Gençlik Rehberi mahkemesi

"Biz erkenden gidip mahkeme salonundaki yerimize oturmuştuk. Ortalık çok kalabalıktı. Üstad, ayağında yün çorapla eski bir lâstik ayakkabı, başında sarık ve sırtında cübbe ile geldi. Bu sırada içeride kalabalık bir grup halinde bulunan stajer hakimler ve avukatlar birbirlerine Üstadın geldiğini işaret ediyorlardı.

"Üstad geçip yerine oturdu. Fakat içerisinin kalabalık oluşu sebebiyle hakimlerin rahat vazife görmesi pek mümkün değildi. Kalabalık, hakim kürsüsünün arkasına kadar her tarafı işgal etmişti. Polisler bu duruma mâni olamamışlardı.

"Hakim bu duruma çok kızmış ve 'Çekilin arkamdan, mahkemeye başlayacağım' diye bağırmaya başlamıştı.
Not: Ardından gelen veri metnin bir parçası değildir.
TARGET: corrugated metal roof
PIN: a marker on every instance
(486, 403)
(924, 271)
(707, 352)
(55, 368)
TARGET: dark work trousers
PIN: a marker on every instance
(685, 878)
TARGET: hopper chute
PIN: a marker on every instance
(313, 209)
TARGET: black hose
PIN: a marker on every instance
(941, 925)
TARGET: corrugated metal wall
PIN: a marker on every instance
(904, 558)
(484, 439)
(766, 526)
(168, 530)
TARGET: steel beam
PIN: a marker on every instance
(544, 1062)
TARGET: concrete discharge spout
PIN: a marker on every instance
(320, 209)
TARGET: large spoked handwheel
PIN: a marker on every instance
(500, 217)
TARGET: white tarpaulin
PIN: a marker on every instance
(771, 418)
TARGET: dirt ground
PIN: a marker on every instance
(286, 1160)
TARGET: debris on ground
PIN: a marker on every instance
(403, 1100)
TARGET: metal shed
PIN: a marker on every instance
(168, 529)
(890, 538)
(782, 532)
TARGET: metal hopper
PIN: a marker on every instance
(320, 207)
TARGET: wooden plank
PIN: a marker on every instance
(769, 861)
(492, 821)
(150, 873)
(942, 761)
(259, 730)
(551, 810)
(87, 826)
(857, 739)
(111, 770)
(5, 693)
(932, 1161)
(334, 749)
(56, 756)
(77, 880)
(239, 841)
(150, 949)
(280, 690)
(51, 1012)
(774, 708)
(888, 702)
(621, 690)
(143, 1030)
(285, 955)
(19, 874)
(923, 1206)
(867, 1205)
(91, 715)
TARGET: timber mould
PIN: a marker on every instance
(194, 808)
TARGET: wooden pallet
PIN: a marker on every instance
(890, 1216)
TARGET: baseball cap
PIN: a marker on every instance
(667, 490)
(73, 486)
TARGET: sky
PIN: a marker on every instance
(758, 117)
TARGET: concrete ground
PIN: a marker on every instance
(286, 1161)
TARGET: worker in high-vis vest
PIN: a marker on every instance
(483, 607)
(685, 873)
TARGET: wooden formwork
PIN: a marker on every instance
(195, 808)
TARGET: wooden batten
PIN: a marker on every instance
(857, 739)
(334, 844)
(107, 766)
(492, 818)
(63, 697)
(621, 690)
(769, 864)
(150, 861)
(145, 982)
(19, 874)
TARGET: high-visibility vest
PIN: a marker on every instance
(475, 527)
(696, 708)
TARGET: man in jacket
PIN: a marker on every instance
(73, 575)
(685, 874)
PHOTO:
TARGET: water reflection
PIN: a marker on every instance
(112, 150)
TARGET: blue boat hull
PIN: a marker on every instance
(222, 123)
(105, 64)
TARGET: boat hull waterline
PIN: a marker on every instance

"İçeride bulunan o kadar polisten yardım istedi. Polisler sanki Türkçe bilmiyorlar, aval aval hakimin yüzüne bakıyorlardı. Sinirlenen hakim, 'Yahu size diyorum. Siz Türkçe bilmiyor musunuz? Şu kalabalığı dağıtın, izdihamı önleyin' diyerek polislere bağırıyordu. Polislerde aynı sükût ve çaresizlik devam ediyordu. Hakim başını iki eli arasına alarak düşünmeye başladı. Sonunda Üstada hitaben şöyle dedi: 'Hocaefendi, lütfen talebelerinize söyleyin de çekilsinler. Mahkemeye başlayacağız.'

"Üstad ayağa kalktı ve 'Beni sevenler kapıya kadar çekilsinler dedi. Kalabalık kapıya kadar çekildi.
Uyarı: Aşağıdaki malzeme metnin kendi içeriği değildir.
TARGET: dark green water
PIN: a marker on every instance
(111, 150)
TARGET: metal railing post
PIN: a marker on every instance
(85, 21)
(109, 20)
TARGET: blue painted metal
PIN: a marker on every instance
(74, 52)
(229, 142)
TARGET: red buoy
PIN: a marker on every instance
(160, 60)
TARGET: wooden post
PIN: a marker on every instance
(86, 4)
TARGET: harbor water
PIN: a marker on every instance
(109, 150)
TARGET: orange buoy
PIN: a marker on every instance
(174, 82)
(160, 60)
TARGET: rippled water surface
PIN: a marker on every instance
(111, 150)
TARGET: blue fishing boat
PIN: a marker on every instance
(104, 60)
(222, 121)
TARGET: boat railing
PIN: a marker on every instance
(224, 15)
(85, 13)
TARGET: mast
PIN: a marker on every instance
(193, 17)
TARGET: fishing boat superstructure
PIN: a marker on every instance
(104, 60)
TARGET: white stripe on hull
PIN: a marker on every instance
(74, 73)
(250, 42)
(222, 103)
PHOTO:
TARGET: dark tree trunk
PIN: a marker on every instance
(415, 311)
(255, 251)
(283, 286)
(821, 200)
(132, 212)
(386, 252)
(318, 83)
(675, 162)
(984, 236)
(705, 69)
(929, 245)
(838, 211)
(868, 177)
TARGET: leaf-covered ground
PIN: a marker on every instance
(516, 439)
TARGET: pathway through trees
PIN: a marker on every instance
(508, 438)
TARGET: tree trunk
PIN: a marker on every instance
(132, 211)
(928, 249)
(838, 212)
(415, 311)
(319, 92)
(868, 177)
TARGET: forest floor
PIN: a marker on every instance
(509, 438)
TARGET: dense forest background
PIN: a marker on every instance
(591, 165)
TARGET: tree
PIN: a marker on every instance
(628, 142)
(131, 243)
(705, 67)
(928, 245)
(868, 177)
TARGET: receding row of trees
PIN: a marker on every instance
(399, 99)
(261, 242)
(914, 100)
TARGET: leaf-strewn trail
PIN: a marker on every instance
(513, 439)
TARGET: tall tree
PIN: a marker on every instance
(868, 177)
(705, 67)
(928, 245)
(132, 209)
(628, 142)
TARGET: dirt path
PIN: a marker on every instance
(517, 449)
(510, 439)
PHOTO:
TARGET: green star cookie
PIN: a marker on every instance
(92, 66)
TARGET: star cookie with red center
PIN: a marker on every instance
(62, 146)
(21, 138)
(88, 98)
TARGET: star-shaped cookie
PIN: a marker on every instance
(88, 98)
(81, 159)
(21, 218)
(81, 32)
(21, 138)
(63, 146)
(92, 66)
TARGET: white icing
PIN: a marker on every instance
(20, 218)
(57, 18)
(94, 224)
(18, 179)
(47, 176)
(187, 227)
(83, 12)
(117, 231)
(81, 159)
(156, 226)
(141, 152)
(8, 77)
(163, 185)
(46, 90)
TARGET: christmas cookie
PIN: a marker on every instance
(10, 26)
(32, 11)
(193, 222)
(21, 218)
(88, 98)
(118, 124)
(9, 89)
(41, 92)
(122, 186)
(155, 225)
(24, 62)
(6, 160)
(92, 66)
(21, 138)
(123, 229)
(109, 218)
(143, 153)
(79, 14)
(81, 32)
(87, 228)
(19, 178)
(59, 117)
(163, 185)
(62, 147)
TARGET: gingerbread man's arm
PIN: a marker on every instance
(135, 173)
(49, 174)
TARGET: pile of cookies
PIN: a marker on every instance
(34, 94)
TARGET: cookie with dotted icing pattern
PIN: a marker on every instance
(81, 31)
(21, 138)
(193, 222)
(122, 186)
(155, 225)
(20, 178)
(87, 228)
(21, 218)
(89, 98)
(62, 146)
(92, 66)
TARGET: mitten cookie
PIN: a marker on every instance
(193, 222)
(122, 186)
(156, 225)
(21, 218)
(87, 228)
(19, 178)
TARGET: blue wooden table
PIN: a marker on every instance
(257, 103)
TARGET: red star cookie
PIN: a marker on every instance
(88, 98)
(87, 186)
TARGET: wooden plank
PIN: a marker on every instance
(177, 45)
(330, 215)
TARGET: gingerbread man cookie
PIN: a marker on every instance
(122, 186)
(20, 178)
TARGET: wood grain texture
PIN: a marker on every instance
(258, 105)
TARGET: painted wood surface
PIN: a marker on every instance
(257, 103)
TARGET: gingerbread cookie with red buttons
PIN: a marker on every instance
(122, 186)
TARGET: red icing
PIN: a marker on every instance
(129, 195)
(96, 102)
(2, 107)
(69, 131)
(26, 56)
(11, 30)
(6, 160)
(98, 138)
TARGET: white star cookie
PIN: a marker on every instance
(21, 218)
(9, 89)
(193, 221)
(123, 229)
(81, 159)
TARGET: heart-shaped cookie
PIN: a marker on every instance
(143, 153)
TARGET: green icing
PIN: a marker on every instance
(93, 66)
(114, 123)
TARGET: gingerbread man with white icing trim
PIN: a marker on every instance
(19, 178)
"Hakim Üstada, 'Sarığınızı çıkarınız' dedi. Üstad, 'Bu boynumu kesersiniz, fakat bu sarığı çıkaramazsınız' mânâsında eliyle boğazını işaret etti.
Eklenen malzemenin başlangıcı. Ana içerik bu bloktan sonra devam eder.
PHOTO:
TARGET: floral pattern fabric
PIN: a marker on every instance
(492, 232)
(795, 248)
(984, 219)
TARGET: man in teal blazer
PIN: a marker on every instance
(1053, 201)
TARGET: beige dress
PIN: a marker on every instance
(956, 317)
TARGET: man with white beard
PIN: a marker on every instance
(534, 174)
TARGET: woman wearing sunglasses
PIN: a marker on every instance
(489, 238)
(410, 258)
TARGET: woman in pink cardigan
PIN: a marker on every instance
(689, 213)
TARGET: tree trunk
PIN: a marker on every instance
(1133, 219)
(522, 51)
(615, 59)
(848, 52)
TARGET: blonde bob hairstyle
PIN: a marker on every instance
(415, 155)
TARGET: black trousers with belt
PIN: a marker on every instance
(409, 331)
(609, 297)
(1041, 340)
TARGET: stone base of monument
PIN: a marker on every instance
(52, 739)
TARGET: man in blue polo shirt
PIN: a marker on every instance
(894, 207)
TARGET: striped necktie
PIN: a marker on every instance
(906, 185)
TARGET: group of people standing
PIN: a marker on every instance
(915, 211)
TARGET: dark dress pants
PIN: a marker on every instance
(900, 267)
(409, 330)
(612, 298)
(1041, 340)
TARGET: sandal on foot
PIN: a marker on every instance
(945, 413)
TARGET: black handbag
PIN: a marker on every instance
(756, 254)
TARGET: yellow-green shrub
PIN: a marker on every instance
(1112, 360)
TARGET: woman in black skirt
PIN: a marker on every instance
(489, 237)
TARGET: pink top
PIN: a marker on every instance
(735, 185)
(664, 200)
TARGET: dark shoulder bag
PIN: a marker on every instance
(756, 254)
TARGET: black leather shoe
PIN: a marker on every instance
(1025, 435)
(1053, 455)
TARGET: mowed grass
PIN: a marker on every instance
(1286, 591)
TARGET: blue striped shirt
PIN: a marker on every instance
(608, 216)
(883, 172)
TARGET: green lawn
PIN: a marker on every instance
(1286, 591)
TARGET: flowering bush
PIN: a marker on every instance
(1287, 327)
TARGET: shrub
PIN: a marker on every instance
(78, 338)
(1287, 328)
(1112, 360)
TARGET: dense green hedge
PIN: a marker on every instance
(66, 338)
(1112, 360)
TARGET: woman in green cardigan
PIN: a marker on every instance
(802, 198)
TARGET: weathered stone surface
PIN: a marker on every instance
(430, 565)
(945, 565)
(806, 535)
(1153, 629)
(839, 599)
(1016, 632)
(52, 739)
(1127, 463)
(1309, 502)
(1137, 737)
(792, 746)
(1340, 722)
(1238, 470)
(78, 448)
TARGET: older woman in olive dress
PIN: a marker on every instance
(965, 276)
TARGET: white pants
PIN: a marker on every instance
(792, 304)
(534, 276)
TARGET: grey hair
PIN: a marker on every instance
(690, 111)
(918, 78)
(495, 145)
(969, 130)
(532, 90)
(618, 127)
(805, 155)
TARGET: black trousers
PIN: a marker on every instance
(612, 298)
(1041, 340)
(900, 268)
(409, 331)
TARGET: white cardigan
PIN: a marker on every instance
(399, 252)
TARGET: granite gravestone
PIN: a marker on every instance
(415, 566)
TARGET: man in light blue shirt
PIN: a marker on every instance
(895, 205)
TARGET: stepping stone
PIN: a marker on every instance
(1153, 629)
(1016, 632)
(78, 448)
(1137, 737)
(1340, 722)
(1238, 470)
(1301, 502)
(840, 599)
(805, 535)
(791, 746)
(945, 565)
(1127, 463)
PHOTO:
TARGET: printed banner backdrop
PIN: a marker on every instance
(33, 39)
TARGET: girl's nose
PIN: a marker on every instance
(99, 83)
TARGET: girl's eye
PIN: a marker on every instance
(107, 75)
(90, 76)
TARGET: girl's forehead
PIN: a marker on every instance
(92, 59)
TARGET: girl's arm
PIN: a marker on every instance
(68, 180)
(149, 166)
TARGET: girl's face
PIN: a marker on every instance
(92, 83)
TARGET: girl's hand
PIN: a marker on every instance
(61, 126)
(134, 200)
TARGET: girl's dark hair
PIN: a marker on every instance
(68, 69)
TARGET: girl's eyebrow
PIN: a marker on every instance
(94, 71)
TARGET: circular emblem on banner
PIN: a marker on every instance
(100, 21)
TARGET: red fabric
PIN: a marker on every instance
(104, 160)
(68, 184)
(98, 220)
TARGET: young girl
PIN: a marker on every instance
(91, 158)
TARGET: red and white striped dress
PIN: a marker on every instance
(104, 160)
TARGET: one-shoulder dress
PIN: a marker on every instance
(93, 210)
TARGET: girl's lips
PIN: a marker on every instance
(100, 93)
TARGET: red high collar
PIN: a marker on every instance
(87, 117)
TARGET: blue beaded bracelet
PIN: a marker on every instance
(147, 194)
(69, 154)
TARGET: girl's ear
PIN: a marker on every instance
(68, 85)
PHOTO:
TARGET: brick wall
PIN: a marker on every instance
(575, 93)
"Bu arada mübaşir, Üstadın, hakimin sözünü duymadığını zannederek yüksek sesle, 'Hocaefendi, Hocaefendi! Hakim, sarığınızı çıkarın diyor' dedi. Mahkeme başkanı mübaşire müdahale ederek, 'Tamam, biz anlaştık. Sen aradan çekil' dedi.

 

Barla Nahiye Müdürünün hanımının Üstaddan ders alışı

"Üstad Hazretlerinin birgün bana şöyle bir tavsiyesi olmuştu: 'Bir çatı altında yabancı bir kadınla, sakın yalnız olarak bulunma. İster ders, ister başka bir vesileyle olsun. Bunu sakın yapma. Çocuk dahi olsa, yanında muhakkak bir kimse bulunsun.'

"Sonra da başından geçen şu hadiseyi anlattı:

"Barla'daki Nahiye Müdürü benden ders alıyordu. Aldığı dersi de evde hanımına anlatıyormuş. Ailesi de, mutlaka benim ağzımdan ders almayı arzu ediyormuş. Benim ise kadınlarla bir alâkam yok. Müdür Bey gelir gider, hanımının da ders almasını isterdi. Nihayet birgün, 'Seninle beraber mestûre olarak gelsin. Senin hatırın için bir ders vereyim' dedim. Geldiler. İşin garibi şu ki, kadın ayakkabısını dışarıya, kocası da içeriye çıkarmıştı. Ben de kimse gelmesin diye kapıyı kilitlemiştim. Ders esnasında kapı açılmak için zorlanmıştı. Bu arada ben hemen ayakkabılara baktım. Hanımın ayakkabısı dışarıda idi. Dersten sonra müdür ve hanımı gittiler. Biraz sonra kapıyı zorlayan geldi. Ona dedim: 'Dışarıda kadın ayakkabılarını gördüğün zaman kalbine bir şey geldi mi?' 'Üstadım, kat'iyyen birşey gelmedi' dedi.'

"Üstad konuşmalarında sık sık, 'İhtiyatı, tedbiri elden bırakmayın' diyerek bizi ikaz ederdi."